Shaking table study on the seismic dynamic behavior of high-speed railway subgrade with pile network composite-reinforced soil

Abstract

Pile network composite structures are used in the construction of high-speed railway subgrades. There have been few studies on their seismic dynamic response, however, which has restricted the accurate evaluation of their seismic performance. In this study, a series of shaking table tests on a pile network composite-reinforced soil high-speed railway subgrade were conducted. Particle image velocimetry was used to analyze the slope motion and sensor data to evaluate the overall dynamic response characteristics of the subgrade. Findings indicate that seismic activity causes subsidence throughout the subgrade, with deformations occurring in three distinct phases depending on the input seismic amplitude from 0.1 to 0.4 g (slow increasing), 0.4 to 0.6 g (faster increasing), and 0.6 to 1.0 g (rapidly increasing).

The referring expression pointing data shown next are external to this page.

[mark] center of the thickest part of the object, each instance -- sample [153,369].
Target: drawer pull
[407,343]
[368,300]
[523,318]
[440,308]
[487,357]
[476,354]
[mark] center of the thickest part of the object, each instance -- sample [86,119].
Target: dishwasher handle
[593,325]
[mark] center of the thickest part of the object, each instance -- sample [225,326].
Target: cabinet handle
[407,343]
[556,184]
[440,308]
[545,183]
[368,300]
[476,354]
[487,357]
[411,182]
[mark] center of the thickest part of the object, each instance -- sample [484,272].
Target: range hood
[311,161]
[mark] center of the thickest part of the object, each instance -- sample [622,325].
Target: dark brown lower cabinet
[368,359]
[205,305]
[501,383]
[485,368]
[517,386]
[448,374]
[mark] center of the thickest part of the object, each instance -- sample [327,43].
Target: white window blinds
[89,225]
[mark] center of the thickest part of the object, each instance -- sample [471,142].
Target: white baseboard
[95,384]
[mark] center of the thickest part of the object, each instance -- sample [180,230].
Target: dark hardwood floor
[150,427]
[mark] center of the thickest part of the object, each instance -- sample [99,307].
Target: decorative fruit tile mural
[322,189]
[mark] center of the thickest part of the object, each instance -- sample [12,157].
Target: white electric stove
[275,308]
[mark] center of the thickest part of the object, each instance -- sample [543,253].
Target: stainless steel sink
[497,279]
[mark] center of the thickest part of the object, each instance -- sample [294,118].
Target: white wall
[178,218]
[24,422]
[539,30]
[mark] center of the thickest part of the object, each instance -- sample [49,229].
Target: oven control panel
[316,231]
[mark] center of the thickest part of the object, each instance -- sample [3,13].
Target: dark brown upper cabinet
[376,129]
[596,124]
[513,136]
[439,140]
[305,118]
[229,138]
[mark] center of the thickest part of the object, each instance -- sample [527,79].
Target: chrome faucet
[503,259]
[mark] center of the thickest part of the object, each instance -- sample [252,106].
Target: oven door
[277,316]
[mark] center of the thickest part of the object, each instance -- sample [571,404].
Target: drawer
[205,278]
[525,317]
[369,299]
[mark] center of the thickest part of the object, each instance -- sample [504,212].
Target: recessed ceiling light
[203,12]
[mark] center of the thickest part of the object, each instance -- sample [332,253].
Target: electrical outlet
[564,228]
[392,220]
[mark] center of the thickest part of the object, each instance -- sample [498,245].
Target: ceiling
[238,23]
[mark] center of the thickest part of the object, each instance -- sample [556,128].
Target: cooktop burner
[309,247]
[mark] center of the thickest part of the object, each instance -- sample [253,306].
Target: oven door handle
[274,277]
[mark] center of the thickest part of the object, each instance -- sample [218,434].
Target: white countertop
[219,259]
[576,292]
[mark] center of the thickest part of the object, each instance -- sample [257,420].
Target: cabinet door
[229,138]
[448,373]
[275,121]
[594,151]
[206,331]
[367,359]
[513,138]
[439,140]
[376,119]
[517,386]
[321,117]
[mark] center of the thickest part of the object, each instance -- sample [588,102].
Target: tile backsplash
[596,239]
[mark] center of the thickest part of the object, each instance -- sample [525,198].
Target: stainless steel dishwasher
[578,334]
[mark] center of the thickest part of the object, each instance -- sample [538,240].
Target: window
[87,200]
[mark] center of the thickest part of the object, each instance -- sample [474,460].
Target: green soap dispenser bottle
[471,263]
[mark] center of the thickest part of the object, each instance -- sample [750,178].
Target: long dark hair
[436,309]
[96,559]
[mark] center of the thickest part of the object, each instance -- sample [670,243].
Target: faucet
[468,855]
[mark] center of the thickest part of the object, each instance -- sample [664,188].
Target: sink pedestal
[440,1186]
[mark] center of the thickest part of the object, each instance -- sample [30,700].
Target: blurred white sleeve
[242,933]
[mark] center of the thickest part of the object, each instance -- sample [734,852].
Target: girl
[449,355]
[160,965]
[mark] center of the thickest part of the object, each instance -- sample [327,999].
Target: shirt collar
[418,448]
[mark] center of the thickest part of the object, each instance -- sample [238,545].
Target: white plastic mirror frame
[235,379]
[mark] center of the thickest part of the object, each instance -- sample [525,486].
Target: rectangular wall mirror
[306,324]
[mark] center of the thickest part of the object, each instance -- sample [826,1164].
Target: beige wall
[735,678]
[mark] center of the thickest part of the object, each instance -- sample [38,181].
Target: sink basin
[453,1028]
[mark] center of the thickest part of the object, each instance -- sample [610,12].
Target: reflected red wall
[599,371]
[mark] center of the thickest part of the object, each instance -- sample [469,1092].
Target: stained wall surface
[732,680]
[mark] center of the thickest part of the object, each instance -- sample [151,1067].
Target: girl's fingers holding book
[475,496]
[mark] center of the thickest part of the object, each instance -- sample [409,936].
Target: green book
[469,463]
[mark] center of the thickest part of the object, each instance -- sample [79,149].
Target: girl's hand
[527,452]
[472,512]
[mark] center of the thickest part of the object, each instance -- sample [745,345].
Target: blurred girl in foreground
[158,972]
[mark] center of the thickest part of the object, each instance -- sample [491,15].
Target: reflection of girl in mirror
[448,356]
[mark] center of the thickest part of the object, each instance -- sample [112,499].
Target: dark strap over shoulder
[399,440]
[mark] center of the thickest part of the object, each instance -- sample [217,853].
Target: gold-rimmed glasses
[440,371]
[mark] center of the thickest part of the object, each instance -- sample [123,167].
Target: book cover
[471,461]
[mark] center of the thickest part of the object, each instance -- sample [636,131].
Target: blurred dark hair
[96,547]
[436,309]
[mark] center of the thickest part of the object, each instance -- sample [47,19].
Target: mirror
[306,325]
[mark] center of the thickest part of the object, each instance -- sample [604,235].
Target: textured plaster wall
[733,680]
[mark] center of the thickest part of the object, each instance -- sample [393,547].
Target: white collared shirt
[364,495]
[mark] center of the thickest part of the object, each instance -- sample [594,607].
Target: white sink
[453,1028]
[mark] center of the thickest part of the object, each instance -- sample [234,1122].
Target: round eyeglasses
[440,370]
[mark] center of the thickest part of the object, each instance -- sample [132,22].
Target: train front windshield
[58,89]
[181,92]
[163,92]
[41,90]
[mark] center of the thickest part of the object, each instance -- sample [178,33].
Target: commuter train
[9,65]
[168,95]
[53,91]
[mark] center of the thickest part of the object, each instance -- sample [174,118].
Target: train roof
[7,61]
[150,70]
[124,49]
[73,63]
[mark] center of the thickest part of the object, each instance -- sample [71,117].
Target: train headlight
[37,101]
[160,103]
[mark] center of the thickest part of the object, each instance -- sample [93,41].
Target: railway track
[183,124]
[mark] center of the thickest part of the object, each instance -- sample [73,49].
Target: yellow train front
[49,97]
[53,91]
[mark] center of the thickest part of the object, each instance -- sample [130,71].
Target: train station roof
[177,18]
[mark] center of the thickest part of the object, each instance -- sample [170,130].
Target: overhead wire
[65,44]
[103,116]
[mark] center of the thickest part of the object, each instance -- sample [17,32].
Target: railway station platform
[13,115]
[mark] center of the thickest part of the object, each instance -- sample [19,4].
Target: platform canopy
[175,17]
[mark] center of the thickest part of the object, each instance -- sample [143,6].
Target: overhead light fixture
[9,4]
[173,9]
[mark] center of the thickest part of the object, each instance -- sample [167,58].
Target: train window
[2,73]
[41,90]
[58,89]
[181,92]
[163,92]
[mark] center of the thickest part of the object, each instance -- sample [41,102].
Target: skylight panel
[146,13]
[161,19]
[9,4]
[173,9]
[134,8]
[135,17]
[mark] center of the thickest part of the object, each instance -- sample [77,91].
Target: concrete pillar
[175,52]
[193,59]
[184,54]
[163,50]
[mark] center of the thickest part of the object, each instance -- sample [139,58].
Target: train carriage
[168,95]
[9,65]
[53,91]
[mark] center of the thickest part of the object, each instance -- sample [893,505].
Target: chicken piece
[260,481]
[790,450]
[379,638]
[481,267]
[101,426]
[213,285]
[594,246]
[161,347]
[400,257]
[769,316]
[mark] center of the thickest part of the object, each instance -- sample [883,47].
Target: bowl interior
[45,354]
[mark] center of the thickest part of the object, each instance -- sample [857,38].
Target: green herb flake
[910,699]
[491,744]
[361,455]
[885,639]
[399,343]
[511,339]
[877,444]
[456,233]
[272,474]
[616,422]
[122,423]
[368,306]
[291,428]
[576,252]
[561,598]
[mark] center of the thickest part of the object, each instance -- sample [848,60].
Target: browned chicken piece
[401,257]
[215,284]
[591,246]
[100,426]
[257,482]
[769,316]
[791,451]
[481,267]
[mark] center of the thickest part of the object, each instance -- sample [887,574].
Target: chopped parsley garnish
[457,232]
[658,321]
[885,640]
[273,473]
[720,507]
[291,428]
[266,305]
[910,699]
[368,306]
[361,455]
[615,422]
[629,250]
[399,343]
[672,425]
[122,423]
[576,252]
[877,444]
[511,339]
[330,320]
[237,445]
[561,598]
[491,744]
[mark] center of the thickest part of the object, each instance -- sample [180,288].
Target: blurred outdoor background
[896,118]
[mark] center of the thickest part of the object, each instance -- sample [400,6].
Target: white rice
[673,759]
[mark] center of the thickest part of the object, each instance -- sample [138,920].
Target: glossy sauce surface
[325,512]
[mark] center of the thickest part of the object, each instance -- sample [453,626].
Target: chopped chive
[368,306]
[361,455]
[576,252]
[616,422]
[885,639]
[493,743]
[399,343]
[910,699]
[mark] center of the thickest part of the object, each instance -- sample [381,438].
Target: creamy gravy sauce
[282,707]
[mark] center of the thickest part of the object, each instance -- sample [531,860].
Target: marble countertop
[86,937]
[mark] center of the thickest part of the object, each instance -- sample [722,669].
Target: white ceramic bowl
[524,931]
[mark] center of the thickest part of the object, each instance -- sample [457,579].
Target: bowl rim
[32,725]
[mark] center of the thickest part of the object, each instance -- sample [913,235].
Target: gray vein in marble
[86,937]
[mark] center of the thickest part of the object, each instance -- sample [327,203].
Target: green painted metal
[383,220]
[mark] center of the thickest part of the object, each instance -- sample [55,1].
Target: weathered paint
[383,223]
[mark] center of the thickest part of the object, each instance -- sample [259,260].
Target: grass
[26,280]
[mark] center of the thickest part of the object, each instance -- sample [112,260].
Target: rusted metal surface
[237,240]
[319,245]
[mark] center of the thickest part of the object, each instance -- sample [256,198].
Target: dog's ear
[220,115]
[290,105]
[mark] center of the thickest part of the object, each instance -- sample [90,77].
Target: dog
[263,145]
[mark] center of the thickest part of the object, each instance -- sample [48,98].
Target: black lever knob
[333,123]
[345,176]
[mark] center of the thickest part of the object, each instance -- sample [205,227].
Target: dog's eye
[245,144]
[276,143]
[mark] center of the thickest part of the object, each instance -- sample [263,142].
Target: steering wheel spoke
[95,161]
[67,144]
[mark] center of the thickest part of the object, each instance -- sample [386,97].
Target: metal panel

The inclusion of geogrids aids in dissipating seismic energy, thereby reducing the peak acceleration amplification along the elevation. The increased dynamic soil pressure of the subgrade is mitigated by the geogrid reinforcement, which improves local stability. Moreover, the geogrid strain escalated with greater seismic wave amplitudes, resulting in the progressive expansion of the unstable zone from the slope towards the center of the subgrade as the elevation increased.